年老いた執事が追いかけているのはこの国の王女。


「ジュニアール!貴方は年寄りの癖に元気良すぎよ!」

「このジュニアール!まだまだ若いもんには負けませんよ!」


実に3時間弱。

この2人は城内をとてつもないスピードで走り回っていた。

すでに一緒に執事と共に王女を追いかけていた兵士達は力尽きていた。


「ティニア様!いい加減にお部屋にお戻りくださいませ!お勉強の時間はとっくに過ぎておりますぞ!」

「私は忙しいのよ!」


城内の通路の曲がり角をドリフトの如く煙をあげながら突っ走る2人。

2人は通った道はもはやボロボロである。


「いつもいつもお城を抜け出して、嘆かわしい!」

「私の勝手でしょうよ!」


ティニアは前方に飾られた花瓶を後ろへ投げる。


「甘い!」


ジュニアールは左手の袖口から出した短刀を右手で掴み花瓶を音も無く真っ二つにする。

さらに左手の袖口をティニアに向かって振ると手裏剣が幾重にも発射される。


「無駄よ!」


ティニアは壁を蹴って上に駆け上り、天窓を突き破る。

手裏剣はそのまま突き当たりの壁に突き刺さる。

青筋を浮かべたティニアは服に付いた細かいガラスなどを払い、天窓からジュニアールを怒りの混じった視線で見下ろす。


「私に当たったらどうするつもりよ!?」

「そのような柔な鍛え方をした覚えはないですぞ。痺れ薬を塗ったので当たり所によっては死にはしませんぞ。」

「殺したら意味ないでしょう!?」

「……みねうちだから大丈夫じゃよ。」

「その手裏剣は刃を落としてないじゃない!」


当たったら確実に……であろう。

痺れ薬も痛みもなくあの世へ行ける手助けにしかならない。


「…ジュニアール。
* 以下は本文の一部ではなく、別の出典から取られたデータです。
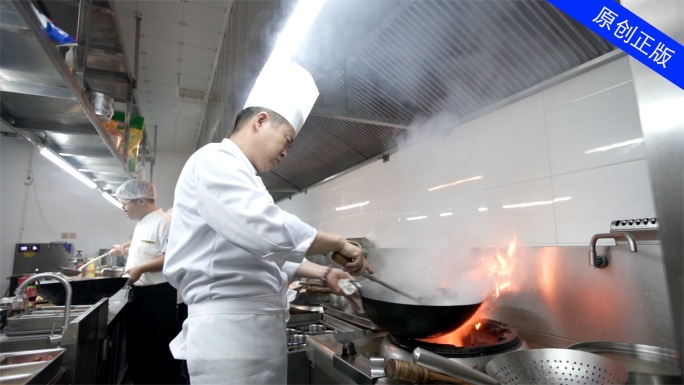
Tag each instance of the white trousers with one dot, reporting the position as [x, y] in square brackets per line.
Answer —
[240, 341]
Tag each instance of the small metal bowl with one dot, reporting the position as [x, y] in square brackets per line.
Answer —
[112, 272]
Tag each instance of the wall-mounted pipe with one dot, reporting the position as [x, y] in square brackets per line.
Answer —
[601, 262]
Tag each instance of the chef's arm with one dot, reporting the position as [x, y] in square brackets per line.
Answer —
[135, 272]
[326, 242]
[120, 250]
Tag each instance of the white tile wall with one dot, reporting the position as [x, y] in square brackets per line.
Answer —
[539, 187]
[56, 203]
[531, 153]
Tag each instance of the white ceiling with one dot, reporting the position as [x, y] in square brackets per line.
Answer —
[179, 46]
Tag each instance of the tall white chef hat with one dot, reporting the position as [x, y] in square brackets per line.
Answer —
[286, 88]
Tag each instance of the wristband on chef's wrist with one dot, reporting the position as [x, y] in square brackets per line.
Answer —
[325, 275]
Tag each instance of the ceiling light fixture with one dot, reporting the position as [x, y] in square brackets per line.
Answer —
[303, 15]
[537, 203]
[416, 218]
[615, 145]
[111, 200]
[455, 183]
[64, 165]
[360, 204]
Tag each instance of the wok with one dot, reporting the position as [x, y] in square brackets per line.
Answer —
[404, 318]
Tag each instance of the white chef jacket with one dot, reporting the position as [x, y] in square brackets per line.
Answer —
[228, 239]
[150, 239]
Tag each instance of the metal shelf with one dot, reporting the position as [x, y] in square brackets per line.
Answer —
[41, 97]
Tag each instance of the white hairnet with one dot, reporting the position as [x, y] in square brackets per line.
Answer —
[136, 189]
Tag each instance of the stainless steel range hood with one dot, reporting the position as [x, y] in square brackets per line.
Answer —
[45, 101]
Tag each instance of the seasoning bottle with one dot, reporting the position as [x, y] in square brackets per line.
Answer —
[90, 269]
[80, 260]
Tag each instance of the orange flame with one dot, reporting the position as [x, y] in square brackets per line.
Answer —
[500, 270]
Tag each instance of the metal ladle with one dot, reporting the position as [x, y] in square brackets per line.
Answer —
[74, 272]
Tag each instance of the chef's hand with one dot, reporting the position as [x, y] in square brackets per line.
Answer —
[357, 259]
[118, 250]
[332, 280]
[134, 274]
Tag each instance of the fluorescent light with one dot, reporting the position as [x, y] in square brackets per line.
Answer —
[297, 27]
[455, 183]
[360, 204]
[73, 155]
[536, 203]
[111, 200]
[64, 165]
[615, 145]
[416, 218]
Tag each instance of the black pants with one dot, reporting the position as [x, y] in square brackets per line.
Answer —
[150, 325]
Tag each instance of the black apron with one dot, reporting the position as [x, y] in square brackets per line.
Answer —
[151, 323]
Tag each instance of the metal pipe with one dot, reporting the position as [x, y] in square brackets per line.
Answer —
[452, 368]
[67, 287]
[601, 262]
[83, 36]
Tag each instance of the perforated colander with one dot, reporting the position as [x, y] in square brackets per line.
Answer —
[555, 366]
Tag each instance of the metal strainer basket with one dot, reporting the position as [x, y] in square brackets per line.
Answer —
[555, 366]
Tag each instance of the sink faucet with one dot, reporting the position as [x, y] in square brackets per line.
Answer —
[67, 287]
[601, 262]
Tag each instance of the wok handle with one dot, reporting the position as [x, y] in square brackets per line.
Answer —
[342, 260]
[416, 374]
[93, 260]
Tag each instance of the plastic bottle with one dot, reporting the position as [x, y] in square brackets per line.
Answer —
[80, 259]
[90, 269]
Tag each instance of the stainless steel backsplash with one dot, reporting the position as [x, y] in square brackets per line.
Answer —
[558, 299]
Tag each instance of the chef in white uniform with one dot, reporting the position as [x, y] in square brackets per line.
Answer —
[232, 252]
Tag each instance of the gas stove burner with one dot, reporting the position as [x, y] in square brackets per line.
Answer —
[491, 338]
[481, 345]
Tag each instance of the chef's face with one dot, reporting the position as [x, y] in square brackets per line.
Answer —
[132, 208]
[277, 140]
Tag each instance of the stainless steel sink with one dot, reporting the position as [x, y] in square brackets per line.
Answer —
[41, 320]
[31, 367]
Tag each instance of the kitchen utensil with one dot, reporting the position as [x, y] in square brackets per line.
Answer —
[645, 364]
[416, 374]
[112, 272]
[391, 312]
[555, 366]
[342, 260]
[73, 272]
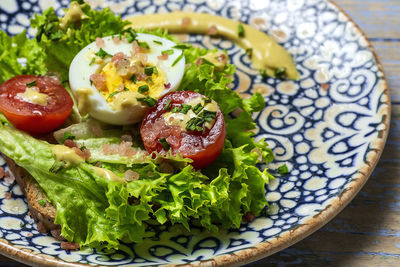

いい加減にあきらめたら?護身のための戦闘訓練では負けっぱなしだけど体力と足の速さは私のほうが上よ。」

「確かに現役の傭兵だった時代よりは身体能力は落ちましたが…」


ジュニアールは袖から出した鉤爪付きのロープをティニアのいる天窓に引っ掛ける。


「経験と知識なら負けませんぞ!」

「どれだけ隠し持ってるのよ!?」


ロープをものすごい速さで登る姿はとても老人とは思えない。

ジュニアールは元傭兵で先代の国王の時代から仕えている。

幼少の頃よりティニアに護身術を教えてきた先生でもある。


「今投降するなら勉強時間を8時間増やすだけにしておきますぞ。」

「多すぎよ!そんなに勉強したら死んじゃうわよ!?」

「昔から相手が死ぬ一歩手前を見極めるのは得意ですから安心してください。」

「できるわけないでしょ〜!!」


屋根に登って来たジュニアールにツッコミを入れながら走って逃げる。

ジュニアールは袖口から飛針を無数に飛ばしてその姿を追う。

無数に放たれる飛針はティニアへと向かうがその姿を捉えることはなく、その全てが屋根に突き刺さり、あるいは屋根の下へと落ちていく。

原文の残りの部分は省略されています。